Second, threat intelligence correlation uses natural language processing to ingest and analyse threat intelligence feeds, security advisories, and dark web monitoring data. The AI identifies when a new vulnerability or attack technique is relevant to the client's specific technology stack and automatically adjusts detection rules and alert priorities. This ensures that the detection system adapts to evolving threats without requiring manual rule updates.

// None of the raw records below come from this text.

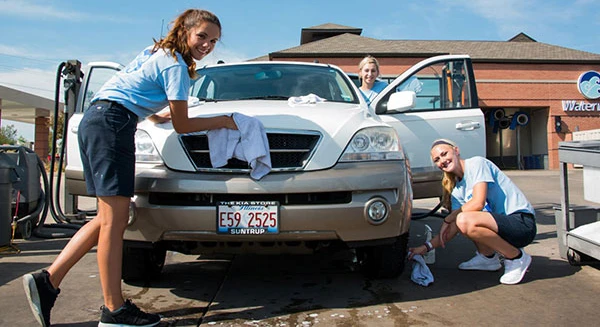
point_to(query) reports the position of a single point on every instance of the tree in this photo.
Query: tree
(8, 135)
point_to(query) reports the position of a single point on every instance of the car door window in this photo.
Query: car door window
(97, 76)
(439, 86)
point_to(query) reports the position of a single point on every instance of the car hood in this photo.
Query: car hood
(336, 122)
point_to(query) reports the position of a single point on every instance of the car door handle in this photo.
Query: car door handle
(468, 125)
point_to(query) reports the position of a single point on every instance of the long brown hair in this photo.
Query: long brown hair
(176, 39)
(449, 179)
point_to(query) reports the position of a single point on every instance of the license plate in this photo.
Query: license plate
(248, 217)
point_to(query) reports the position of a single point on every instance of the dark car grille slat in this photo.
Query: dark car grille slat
(211, 200)
(288, 151)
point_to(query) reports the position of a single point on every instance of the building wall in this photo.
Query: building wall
(538, 89)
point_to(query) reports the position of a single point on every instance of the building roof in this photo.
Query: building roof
(521, 48)
(24, 107)
(327, 30)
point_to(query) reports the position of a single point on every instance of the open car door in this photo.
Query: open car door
(436, 98)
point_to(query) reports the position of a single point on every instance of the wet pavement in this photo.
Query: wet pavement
(327, 289)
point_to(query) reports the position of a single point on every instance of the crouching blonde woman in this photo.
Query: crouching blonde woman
(486, 207)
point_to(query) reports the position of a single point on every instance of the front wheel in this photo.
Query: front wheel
(384, 261)
(142, 261)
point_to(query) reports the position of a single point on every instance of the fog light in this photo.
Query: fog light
(377, 210)
(132, 212)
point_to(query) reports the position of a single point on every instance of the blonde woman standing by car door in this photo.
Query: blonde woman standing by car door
(159, 76)
(488, 208)
(368, 71)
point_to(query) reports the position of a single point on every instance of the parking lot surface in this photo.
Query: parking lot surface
(327, 289)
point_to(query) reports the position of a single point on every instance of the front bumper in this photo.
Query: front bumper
(155, 221)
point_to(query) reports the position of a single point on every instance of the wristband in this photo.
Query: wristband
(428, 245)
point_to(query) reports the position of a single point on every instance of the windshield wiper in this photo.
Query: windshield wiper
(266, 97)
(207, 100)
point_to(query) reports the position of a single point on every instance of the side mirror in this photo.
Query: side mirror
(402, 101)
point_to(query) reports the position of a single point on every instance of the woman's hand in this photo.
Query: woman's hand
(230, 123)
(418, 250)
(444, 233)
(161, 117)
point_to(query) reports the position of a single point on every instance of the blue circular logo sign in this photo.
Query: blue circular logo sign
(589, 84)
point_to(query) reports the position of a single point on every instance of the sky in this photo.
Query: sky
(37, 35)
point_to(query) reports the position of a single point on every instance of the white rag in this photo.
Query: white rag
(248, 143)
(421, 273)
(310, 99)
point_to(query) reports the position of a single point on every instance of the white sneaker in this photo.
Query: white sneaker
(481, 262)
(514, 270)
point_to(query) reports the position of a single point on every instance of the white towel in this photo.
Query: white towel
(310, 99)
(421, 273)
(248, 143)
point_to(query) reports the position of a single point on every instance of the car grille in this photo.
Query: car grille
(289, 151)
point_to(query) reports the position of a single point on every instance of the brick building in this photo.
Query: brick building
(514, 76)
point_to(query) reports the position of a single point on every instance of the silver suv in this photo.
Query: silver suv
(339, 174)
(340, 168)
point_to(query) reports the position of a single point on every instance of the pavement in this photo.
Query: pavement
(327, 290)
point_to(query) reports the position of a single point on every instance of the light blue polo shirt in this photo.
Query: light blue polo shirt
(148, 83)
(503, 196)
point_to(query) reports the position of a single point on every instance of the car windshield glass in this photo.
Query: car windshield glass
(271, 82)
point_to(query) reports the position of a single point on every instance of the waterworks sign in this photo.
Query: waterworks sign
(588, 85)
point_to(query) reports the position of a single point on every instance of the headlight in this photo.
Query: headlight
(145, 151)
(373, 144)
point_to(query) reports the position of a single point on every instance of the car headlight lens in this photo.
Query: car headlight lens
(145, 151)
(374, 144)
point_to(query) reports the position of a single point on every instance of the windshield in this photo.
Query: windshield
(271, 82)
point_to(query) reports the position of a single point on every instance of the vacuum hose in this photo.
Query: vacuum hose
(49, 197)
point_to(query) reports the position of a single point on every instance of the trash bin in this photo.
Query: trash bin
(7, 177)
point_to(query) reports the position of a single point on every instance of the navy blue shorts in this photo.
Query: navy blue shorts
(106, 138)
(518, 229)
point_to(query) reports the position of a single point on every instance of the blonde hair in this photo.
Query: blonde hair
(176, 39)
(449, 179)
(368, 60)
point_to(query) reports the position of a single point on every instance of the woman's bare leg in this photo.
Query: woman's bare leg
(115, 212)
(80, 244)
(481, 228)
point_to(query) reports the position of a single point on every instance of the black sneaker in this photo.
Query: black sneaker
(41, 295)
(127, 315)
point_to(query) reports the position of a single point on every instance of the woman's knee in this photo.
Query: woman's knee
(463, 223)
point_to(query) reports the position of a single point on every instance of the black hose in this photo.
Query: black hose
(431, 213)
(42, 229)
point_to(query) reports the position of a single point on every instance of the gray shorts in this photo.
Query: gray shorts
(518, 229)
(106, 138)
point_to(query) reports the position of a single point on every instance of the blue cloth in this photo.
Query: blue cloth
(503, 196)
(421, 274)
(147, 84)
(248, 143)
(374, 91)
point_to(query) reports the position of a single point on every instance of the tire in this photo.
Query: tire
(384, 261)
(25, 229)
(142, 261)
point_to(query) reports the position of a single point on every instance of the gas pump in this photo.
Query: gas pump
(36, 193)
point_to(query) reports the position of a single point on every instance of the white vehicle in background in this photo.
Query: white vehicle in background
(340, 174)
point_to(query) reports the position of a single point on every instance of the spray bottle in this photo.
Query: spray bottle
(429, 257)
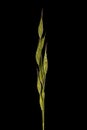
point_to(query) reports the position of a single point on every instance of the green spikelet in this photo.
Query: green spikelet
(42, 63)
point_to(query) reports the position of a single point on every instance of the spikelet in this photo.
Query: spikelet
(42, 63)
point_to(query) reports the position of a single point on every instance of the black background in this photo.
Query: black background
(19, 96)
(19, 39)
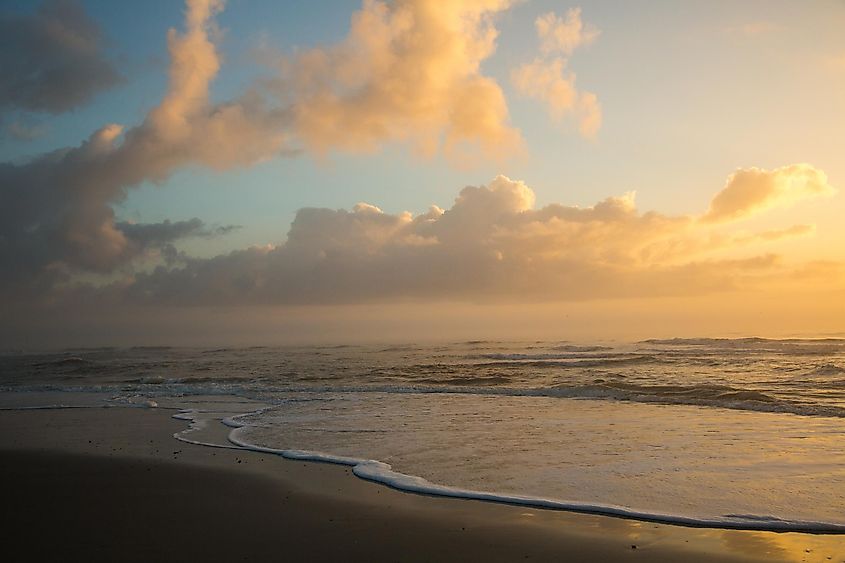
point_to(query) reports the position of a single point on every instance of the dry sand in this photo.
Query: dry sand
(113, 485)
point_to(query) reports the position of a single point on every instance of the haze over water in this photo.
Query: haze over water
(748, 432)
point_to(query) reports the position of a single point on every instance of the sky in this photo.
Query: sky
(252, 172)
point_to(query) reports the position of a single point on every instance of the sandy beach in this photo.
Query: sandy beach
(109, 484)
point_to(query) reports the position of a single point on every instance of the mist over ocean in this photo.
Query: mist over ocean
(738, 432)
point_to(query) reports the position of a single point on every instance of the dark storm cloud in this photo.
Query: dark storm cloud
(53, 60)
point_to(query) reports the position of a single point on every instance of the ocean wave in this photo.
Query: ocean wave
(383, 473)
(567, 361)
(826, 370)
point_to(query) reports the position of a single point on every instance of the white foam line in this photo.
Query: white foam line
(380, 472)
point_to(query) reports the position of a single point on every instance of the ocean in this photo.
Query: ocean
(741, 433)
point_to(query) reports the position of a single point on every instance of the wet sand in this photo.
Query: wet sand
(113, 484)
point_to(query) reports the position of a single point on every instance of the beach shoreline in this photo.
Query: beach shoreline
(106, 483)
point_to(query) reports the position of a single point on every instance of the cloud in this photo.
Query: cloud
(23, 132)
(407, 71)
(55, 210)
(52, 61)
(559, 35)
(547, 78)
(752, 190)
(492, 244)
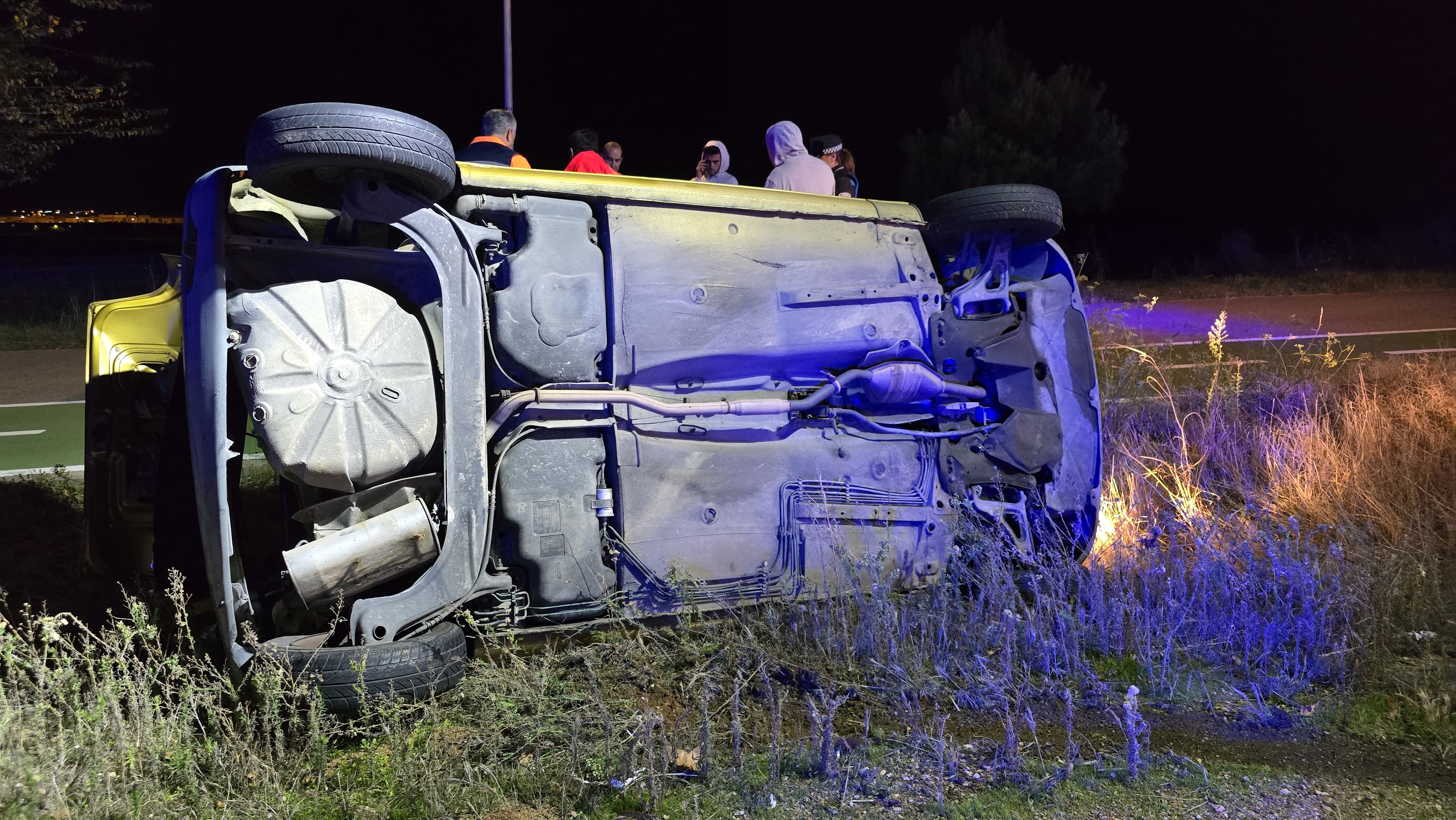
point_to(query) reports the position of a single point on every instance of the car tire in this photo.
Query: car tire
(411, 669)
(1029, 213)
(306, 152)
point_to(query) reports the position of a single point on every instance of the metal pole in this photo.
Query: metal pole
(510, 97)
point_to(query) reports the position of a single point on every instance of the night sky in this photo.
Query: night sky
(1270, 116)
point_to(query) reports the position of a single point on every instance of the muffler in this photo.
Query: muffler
(368, 554)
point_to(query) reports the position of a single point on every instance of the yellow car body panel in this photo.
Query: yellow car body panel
(681, 193)
(130, 343)
(136, 333)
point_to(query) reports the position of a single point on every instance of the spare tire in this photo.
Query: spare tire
(306, 152)
(411, 669)
(1029, 213)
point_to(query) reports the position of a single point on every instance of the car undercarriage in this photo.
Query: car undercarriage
(544, 398)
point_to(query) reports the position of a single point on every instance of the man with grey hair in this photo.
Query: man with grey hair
(612, 154)
(497, 146)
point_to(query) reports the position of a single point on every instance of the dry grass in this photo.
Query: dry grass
(1364, 448)
(1285, 283)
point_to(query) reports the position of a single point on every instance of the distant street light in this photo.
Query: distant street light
(510, 95)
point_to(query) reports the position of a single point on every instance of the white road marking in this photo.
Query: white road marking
(1273, 339)
(39, 471)
(44, 404)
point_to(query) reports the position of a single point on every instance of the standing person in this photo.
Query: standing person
(794, 170)
(847, 161)
(612, 154)
(583, 145)
(831, 151)
(497, 146)
(713, 165)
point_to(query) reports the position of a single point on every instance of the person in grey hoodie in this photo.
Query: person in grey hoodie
(714, 165)
(794, 170)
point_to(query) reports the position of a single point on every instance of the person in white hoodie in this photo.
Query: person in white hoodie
(714, 165)
(794, 170)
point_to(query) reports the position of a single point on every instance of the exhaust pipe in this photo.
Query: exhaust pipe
(357, 559)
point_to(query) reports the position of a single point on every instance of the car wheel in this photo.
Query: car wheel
(306, 152)
(1029, 213)
(411, 669)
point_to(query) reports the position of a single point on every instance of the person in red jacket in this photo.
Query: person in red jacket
(585, 158)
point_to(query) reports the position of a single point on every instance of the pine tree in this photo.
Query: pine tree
(1010, 125)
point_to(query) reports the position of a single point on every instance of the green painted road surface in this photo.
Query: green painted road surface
(43, 436)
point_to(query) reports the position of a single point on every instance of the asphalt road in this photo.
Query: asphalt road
(1272, 328)
(41, 411)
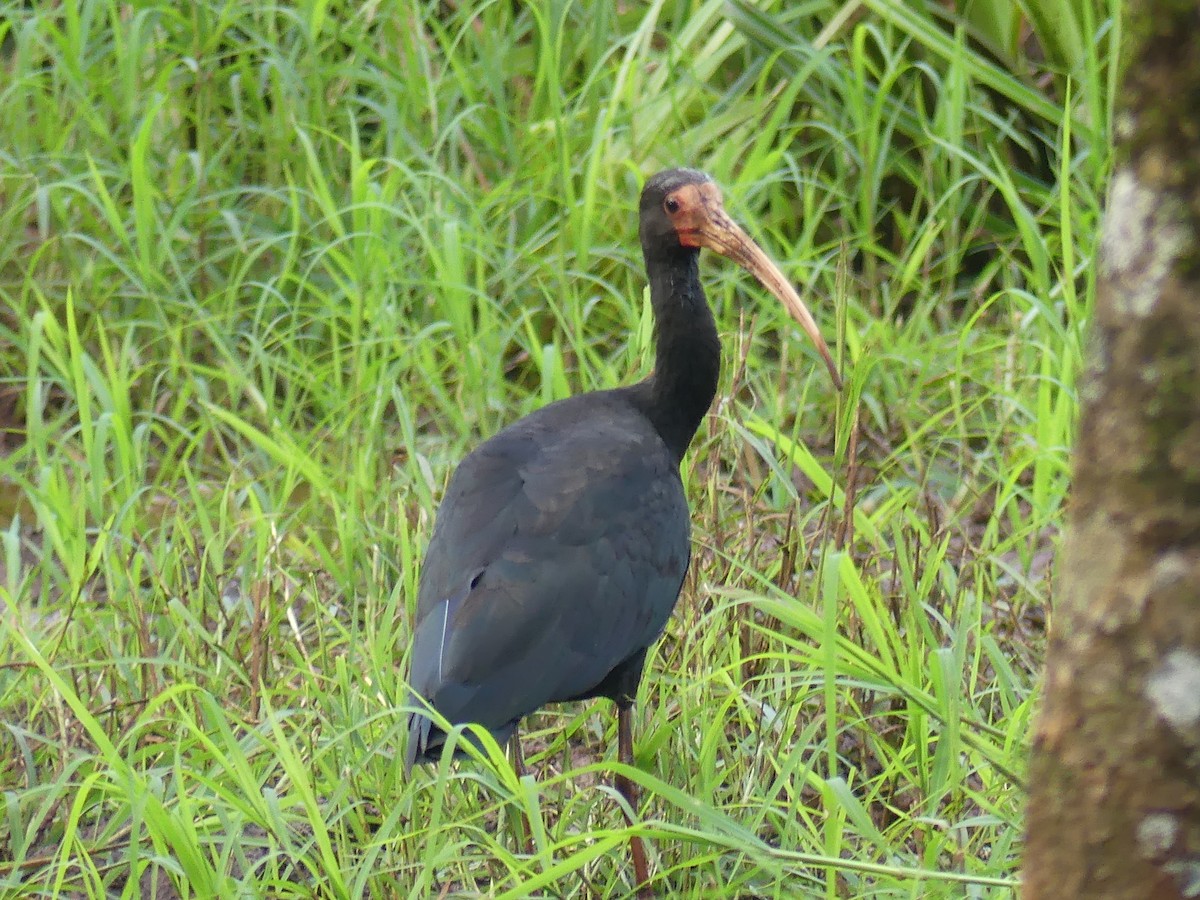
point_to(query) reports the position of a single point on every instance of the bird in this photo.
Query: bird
(561, 544)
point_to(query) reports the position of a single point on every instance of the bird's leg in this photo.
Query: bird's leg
(520, 769)
(629, 791)
(517, 757)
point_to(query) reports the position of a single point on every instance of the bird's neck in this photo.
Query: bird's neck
(688, 354)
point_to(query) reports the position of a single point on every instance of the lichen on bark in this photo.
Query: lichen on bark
(1115, 773)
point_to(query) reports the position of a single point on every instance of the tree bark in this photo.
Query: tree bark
(1115, 774)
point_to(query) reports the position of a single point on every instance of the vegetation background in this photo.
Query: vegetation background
(269, 270)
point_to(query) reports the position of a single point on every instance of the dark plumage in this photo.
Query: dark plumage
(562, 543)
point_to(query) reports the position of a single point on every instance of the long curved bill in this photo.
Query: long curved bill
(711, 227)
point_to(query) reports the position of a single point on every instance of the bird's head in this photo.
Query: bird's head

Third, automated response orchestration uses decision models to select and execute containment actions based on threat type, severity, and business context. The models consider factors such as the criticality of affected systems, the time of day, and the potential business impact of containment actions. An endpoint serving a critical production workload receives different treatment than a developer workstation, even if the threat is identical. This context-aware automation prevents the over-aggressive containment that can cause more business disruption than the attack itself.
Post-Quantum Security Note
The 1-10-45 framework addresses current threat landscape dynamics, but the security landscape is evolving toward a quantum-capable future. NINtec Cyber Security is integrating post-quantum cryptographic standards into its security stack, ensuring that the communication channels used for detection, investigation, and response remain secure even as quantum computing matures. The harvest-now-decrypt-later threat means that security telemetry transmitted today using vulnerable encryption could be compromised in the future. By migrating security operations infrastructure to post-quantum cryptography proactively, NINtec Cyber Security ensures that its clients' security data remains confidential regardless of quantum computing developments.